A two-stage full-band speech enhancement model with effective spectral compression mapping

TL;DR

This paper introduces a two-stage full-band speech enhancement model that uses spectral compression mapping to better process high frequency components, improving overall speech quality by focusing on the most speech-rich frequency ranges.

Contribution

The paper proposes a novel spectral compression mapping technique and a two-stage enhancement framework that jointly improve full-band speech enhancement performance.

Findings

Effective spectral compression mapping enhances high frequency processing.

Two-stage model achieves higher speech quality in experiments.

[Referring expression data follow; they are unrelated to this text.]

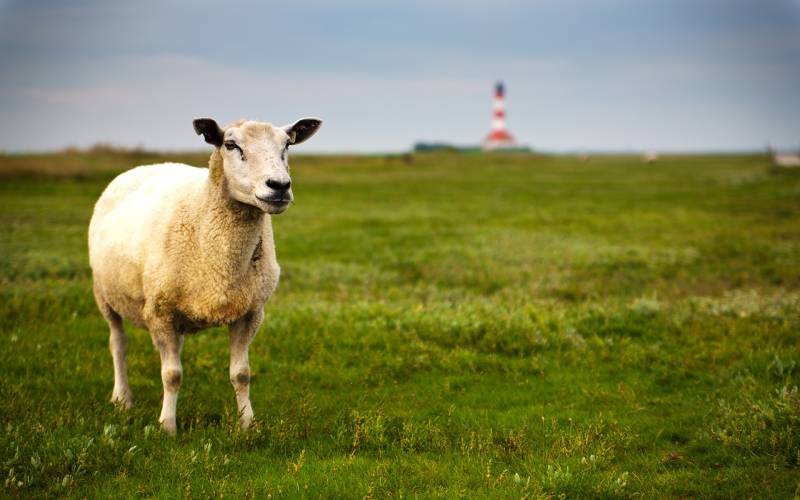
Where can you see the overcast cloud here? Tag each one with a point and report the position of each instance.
(586, 74)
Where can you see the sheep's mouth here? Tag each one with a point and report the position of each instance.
(275, 204)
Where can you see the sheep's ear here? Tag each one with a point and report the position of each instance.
(302, 129)
(210, 130)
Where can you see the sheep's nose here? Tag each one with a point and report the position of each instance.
(278, 185)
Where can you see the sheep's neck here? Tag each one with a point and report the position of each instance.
(229, 230)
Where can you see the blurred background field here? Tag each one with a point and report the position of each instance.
(456, 325)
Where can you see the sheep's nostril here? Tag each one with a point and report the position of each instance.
(278, 185)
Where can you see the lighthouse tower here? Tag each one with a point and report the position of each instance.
(498, 137)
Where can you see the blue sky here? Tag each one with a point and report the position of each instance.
(581, 75)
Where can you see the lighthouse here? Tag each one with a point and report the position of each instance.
(499, 137)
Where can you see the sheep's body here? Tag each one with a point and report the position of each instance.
(164, 246)
(175, 249)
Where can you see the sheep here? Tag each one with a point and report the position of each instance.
(175, 249)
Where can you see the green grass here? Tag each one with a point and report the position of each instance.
(479, 326)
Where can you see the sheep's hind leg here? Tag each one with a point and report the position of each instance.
(118, 343)
(169, 345)
(242, 332)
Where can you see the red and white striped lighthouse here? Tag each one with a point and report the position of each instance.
(498, 137)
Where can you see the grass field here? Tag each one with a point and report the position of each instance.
(476, 326)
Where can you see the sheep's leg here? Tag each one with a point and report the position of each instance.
(242, 332)
(169, 346)
(117, 343)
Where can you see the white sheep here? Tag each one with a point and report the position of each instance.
(175, 249)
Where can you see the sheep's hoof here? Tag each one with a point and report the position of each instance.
(244, 424)
(122, 401)
(169, 427)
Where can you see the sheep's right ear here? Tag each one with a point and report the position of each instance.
(210, 130)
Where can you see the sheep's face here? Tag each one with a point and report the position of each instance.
(255, 159)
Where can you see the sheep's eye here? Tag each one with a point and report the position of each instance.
(230, 146)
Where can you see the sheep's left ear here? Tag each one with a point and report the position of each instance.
(302, 129)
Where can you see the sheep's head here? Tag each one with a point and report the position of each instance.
(255, 158)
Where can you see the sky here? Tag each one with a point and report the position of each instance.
(581, 75)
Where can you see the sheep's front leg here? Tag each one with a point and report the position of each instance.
(242, 332)
(169, 346)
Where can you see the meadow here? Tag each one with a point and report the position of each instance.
(446, 326)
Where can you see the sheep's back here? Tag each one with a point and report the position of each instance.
(130, 221)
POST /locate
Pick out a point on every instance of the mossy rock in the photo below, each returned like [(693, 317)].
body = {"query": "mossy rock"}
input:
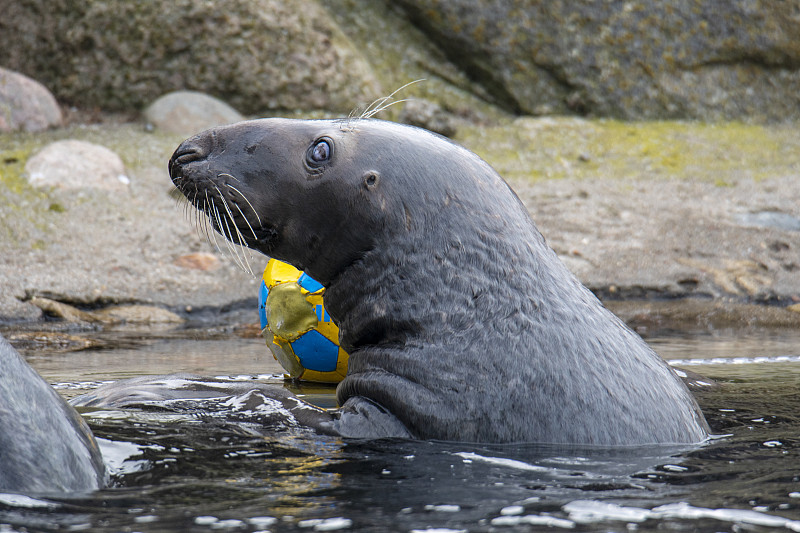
[(257, 55), (706, 59)]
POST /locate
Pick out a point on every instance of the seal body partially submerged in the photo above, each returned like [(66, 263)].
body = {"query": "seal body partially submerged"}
[(461, 323), (45, 446)]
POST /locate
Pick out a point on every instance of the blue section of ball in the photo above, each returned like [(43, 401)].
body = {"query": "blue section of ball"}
[(263, 291), (309, 283), (316, 352)]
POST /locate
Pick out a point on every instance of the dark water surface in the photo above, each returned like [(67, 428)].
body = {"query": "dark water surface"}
[(174, 472)]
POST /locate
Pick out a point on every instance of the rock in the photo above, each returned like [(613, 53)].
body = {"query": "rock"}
[(52, 341), (26, 104), (198, 261), (712, 59), (255, 54), (188, 112), (64, 311), (73, 164), (118, 314), (136, 314), (428, 115)]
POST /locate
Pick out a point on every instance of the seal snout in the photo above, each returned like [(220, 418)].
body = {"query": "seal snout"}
[(189, 151)]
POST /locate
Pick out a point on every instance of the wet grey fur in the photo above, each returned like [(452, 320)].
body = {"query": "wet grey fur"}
[(460, 321), (45, 446)]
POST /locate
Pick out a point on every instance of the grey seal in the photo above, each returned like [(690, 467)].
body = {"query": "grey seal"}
[(461, 323), (45, 446)]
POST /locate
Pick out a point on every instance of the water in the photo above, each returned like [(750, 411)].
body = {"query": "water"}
[(174, 472)]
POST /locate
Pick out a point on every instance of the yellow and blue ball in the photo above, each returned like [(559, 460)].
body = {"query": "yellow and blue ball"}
[(298, 331)]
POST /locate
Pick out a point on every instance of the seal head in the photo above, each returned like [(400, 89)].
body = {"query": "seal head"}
[(461, 323)]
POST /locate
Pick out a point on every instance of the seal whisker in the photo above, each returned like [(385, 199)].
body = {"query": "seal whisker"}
[(219, 225), (248, 203), (383, 107), (378, 104), (242, 260), (252, 231)]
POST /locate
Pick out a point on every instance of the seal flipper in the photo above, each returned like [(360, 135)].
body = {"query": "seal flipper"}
[(45, 446), (360, 418)]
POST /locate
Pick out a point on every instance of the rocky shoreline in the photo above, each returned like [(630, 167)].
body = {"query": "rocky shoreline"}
[(630, 225)]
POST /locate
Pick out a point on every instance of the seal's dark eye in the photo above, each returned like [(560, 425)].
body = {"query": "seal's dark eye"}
[(320, 152)]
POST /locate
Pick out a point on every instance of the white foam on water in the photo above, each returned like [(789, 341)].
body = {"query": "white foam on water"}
[(18, 500), (736, 360), (590, 511), (501, 461)]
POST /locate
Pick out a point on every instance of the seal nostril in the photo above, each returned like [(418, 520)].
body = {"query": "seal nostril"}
[(186, 153)]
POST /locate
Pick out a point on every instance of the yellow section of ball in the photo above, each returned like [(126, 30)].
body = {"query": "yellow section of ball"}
[(298, 327)]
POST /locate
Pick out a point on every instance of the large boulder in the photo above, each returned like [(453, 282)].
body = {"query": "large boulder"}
[(75, 164), (707, 59), (26, 104), (120, 55), (188, 112)]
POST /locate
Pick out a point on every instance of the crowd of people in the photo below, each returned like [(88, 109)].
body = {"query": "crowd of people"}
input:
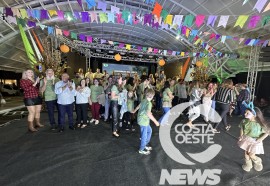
[(118, 97)]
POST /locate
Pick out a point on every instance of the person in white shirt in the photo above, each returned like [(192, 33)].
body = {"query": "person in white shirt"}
[(82, 95), (65, 91)]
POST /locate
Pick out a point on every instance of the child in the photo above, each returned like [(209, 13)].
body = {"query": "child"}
[(128, 116), (253, 132), (143, 118)]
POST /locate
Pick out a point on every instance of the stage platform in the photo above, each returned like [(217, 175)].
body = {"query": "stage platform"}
[(91, 156)]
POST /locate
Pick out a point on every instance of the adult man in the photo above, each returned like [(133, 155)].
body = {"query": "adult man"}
[(47, 89), (89, 74), (65, 91), (181, 91)]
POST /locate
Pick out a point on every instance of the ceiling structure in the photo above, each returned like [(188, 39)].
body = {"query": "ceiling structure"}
[(13, 56)]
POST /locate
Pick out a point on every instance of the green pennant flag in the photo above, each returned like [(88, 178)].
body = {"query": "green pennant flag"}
[(28, 48)]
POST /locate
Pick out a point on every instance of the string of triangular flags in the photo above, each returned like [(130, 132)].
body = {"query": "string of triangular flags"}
[(260, 4), (147, 19), (149, 50)]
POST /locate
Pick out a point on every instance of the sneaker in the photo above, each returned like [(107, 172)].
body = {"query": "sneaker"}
[(144, 152)]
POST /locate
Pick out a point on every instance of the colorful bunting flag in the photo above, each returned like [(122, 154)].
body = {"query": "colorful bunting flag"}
[(52, 12), (157, 9), (103, 17), (259, 5), (111, 17), (223, 21), (189, 20), (115, 10), (211, 20), (90, 3), (102, 6), (85, 17), (241, 21), (267, 8), (199, 20), (253, 21)]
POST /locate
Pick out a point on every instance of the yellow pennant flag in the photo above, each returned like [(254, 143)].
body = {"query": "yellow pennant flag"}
[(23, 13), (241, 21), (103, 17), (52, 12), (168, 20), (128, 47)]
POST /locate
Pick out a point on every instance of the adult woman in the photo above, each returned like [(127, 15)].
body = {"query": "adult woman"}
[(167, 98), (224, 97), (82, 95), (107, 89), (96, 91), (32, 100), (207, 100), (116, 89), (195, 98)]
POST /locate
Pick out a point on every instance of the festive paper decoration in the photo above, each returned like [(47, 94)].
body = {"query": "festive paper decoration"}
[(199, 63), (241, 21), (118, 57), (29, 51), (161, 62), (199, 20), (157, 9), (64, 48), (259, 5)]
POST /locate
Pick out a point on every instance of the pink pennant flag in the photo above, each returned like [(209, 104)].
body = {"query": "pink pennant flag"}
[(213, 35), (93, 17), (223, 21), (253, 21), (259, 5), (267, 8), (119, 18), (206, 33), (199, 20), (60, 14), (89, 39), (155, 50), (241, 40), (66, 33)]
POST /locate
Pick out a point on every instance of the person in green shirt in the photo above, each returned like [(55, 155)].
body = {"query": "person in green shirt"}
[(114, 105), (47, 90), (96, 91), (253, 131), (143, 118)]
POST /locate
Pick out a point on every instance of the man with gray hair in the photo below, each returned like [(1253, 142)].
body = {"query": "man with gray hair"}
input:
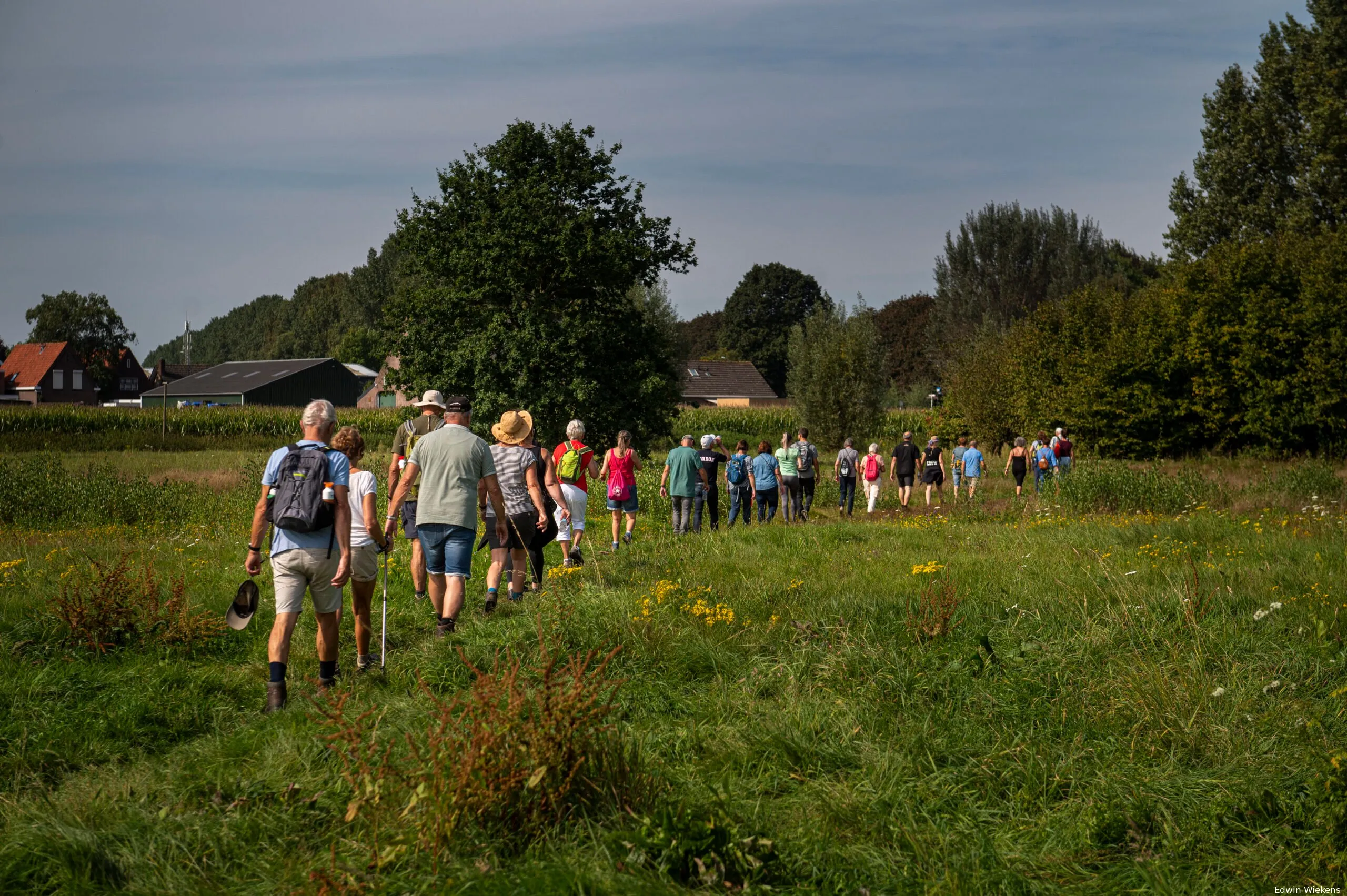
[(682, 474), (304, 496), (574, 462)]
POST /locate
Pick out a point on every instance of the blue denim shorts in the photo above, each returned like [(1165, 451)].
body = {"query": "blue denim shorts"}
[(448, 549), (629, 506)]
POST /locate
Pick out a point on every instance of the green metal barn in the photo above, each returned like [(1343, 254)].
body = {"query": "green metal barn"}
[(294, 382)]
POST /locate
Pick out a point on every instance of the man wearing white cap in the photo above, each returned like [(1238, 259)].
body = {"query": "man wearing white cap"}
[(431, 418)]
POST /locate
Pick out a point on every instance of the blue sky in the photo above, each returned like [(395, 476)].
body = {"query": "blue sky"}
[(185, 157)]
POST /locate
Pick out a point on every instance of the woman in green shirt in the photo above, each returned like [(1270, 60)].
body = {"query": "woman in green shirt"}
[(787, 456)]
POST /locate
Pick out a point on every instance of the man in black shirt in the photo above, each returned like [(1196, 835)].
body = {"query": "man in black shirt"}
[(903, 468), (709, 494)]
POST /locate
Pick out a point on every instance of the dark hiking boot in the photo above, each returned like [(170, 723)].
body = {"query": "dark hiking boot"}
[(275, 697)]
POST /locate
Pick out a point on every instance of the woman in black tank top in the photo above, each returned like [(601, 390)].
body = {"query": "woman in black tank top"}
[(1019, 464)]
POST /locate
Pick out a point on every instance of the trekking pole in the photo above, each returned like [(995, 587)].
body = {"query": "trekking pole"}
[(383, 623)]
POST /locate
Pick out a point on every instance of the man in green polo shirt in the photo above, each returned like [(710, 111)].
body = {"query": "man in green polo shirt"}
[(682, 472)]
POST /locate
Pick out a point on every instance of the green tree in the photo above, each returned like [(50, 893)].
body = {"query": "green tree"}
[(760, 313), (1238, 349), (1275, 146), (89, 324), (903, 327), (701, 337), (837, 374), (1006, 262), (518, 287)]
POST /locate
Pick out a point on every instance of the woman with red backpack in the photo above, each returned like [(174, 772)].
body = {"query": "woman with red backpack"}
[(620, 468), (872, 474)]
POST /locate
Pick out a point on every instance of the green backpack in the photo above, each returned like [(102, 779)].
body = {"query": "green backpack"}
[(570, 468)]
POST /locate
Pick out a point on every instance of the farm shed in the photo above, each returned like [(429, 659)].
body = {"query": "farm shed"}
[(727, 385), (293, 382)]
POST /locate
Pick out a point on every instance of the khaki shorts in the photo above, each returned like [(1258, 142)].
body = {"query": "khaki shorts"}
[(306, 568), (364, 562)]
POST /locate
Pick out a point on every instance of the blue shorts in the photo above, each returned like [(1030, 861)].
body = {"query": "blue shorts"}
[(629, 506), (448, 549)]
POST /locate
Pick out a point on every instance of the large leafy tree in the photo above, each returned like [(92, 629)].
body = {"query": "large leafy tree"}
[(519, 279), (1275, 146), (1006, 262), (837, 374), (760, 313), (88, 323)]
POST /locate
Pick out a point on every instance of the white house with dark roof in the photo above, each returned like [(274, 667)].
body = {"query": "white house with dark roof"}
[(727, 385)]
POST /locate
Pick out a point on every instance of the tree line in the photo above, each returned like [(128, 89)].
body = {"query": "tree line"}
[(535, 277)]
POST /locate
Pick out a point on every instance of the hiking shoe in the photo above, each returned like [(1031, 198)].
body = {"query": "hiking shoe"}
[(275, 697)]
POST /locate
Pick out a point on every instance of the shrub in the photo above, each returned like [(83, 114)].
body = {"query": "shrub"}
[(115, 607), (516, 752)]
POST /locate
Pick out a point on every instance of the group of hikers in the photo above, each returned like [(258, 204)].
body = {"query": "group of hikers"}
[(320, 505)]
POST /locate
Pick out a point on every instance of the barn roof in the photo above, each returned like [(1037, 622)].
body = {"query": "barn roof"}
[(724, 380), (236, 378), (27, 363)]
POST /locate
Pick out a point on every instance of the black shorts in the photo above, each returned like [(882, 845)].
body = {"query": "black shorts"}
[(522, 529)]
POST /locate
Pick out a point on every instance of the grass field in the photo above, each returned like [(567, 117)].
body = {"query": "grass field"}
[(1131, 685)]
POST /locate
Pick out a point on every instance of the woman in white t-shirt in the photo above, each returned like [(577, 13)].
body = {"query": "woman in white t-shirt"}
[(367, 541)]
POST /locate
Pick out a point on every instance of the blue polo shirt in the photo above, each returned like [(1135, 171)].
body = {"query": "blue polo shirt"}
[(338, 468), (764, 472)]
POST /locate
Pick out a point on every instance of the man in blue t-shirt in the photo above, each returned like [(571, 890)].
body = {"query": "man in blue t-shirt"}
[(973, 467), (318, 561)]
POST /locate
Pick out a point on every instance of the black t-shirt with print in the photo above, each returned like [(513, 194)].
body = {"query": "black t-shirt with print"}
[(907, 455)]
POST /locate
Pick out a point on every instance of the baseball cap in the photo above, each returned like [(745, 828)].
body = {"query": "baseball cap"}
[(244, 607)]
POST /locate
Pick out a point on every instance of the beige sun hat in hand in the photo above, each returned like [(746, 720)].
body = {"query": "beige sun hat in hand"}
[(431, 399), (514, 428)]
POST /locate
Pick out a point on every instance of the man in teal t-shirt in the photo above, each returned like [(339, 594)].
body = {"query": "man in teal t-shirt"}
[(682, 472)]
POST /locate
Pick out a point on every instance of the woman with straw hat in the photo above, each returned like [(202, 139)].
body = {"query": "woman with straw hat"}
[(526, 515)]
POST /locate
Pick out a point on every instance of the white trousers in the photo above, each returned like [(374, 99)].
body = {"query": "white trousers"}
[(577, 501)]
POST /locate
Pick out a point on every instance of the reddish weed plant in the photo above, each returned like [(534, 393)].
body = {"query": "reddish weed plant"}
[(932, 613), (115, 606), (523, 748)]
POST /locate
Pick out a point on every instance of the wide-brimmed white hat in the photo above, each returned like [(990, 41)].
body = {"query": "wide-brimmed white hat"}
[(431, 399)]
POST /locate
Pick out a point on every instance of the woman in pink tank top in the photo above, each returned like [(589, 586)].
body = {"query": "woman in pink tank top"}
[(620, 467)]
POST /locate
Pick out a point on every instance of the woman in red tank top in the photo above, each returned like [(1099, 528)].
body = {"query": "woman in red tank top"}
[(620, 467)]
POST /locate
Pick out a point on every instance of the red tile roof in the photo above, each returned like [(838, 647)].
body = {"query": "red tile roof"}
[(27, 363), (724, 380)]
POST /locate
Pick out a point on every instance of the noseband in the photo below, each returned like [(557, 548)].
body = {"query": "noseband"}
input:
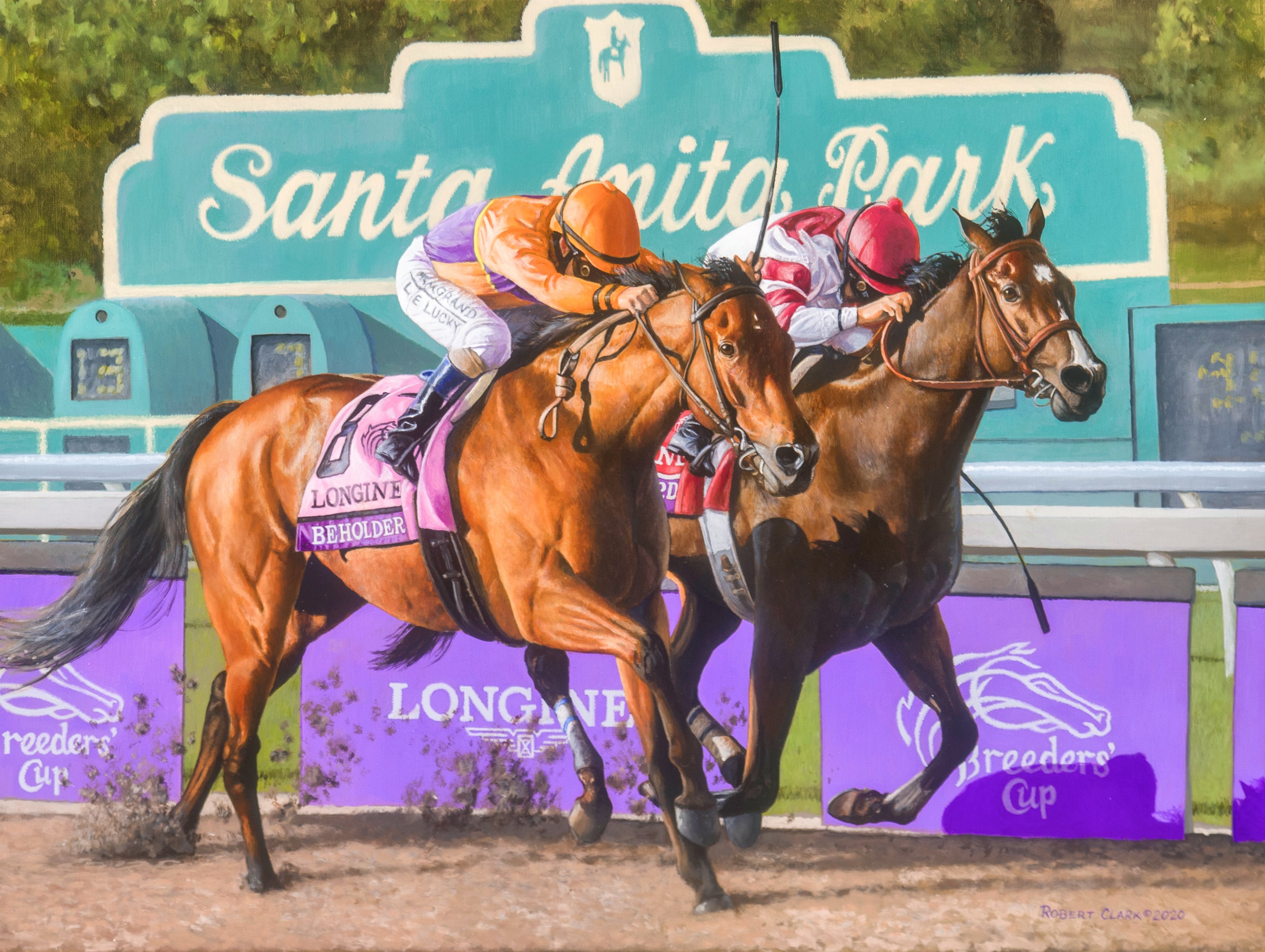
[(1020, 348), (724, 418)]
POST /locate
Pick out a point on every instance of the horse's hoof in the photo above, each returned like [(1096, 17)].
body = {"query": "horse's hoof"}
[(733, 769), (701, 827), (744, 830), (857, 807), (716, 905), (647, 789), (589, 821), (262, 883)]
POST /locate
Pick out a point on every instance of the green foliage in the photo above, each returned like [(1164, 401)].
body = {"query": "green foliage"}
[(948, 37), (76, 78), (1207, 66)]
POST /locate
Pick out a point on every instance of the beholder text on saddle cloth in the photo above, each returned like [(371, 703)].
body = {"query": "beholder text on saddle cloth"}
[(361, 501)]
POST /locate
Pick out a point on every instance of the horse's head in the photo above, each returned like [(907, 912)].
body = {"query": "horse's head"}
[(1036, 305), (752, 358)]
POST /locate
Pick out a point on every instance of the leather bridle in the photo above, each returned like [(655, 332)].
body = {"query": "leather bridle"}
[(724, 416), (1020, 348)]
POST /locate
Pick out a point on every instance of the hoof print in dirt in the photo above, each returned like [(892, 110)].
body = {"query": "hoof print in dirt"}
[(716, 905), (857, 807), (589, 821)]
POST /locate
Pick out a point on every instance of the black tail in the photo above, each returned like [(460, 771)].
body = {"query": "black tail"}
[(410, 645), (146, 539)]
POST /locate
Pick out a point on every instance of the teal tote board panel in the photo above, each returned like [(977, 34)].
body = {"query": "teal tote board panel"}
[(251, 196)]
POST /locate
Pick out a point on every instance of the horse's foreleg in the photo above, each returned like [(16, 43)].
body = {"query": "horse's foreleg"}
[(551, 672), (693, 861), (562, 612), (786, 624), (691, 652), (923, 656)]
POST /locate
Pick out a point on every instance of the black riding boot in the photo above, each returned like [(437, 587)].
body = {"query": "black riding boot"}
[(414, 428), (694, 442)]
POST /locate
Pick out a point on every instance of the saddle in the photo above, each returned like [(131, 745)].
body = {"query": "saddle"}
[(356, 501)]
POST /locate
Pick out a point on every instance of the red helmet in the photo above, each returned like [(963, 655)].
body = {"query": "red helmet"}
[(882, 241)]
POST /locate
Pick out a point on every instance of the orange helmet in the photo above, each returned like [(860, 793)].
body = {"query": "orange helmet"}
[(599, 222)]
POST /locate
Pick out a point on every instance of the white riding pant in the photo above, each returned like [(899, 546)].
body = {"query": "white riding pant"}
[(450, 314)]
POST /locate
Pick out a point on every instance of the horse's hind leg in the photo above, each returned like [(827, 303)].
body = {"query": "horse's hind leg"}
[(551, 672), (693, 649), (323, 602), (250, 597), (693, 861), (923, 656)]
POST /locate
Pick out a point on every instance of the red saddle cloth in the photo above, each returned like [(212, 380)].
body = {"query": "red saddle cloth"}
[(686, 494)]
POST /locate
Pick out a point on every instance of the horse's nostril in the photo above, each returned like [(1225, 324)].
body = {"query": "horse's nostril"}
[(1077, 378), (790, 457)]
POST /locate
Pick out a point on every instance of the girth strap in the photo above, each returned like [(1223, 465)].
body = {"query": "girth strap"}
[(451, 574)]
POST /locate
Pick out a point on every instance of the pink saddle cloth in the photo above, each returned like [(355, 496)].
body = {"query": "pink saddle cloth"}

Focus on low and middle frequencies improves enhancement results.

Abstract

The direct expansion of deep neural network (DNN) based wide-band speech enhancement (SE) to full-band processing faces the challenge of low frequency resolution in low frequency range, which would highly likely lead to deteriorated performance of the model. In this paper, we propose a learnable spectral compression mapping (SCM) to effectively compress the high frequency components so that they can be processed in a more efficient manner. By doing so, the model can pay more attention to low and middle frequency range, where most of the speech power is concentrated. Instead of suppressing noise in a single network structure, we first estimate a spectral magnitude mask, converting the speech to a high signal-to-ratio (SNR) state, and then utilize a subsequent model to further optimize the real and imaginary mask of the pre-enhanced signal. We conduct comprehensive experiments to validate the efficacy of the proposed method.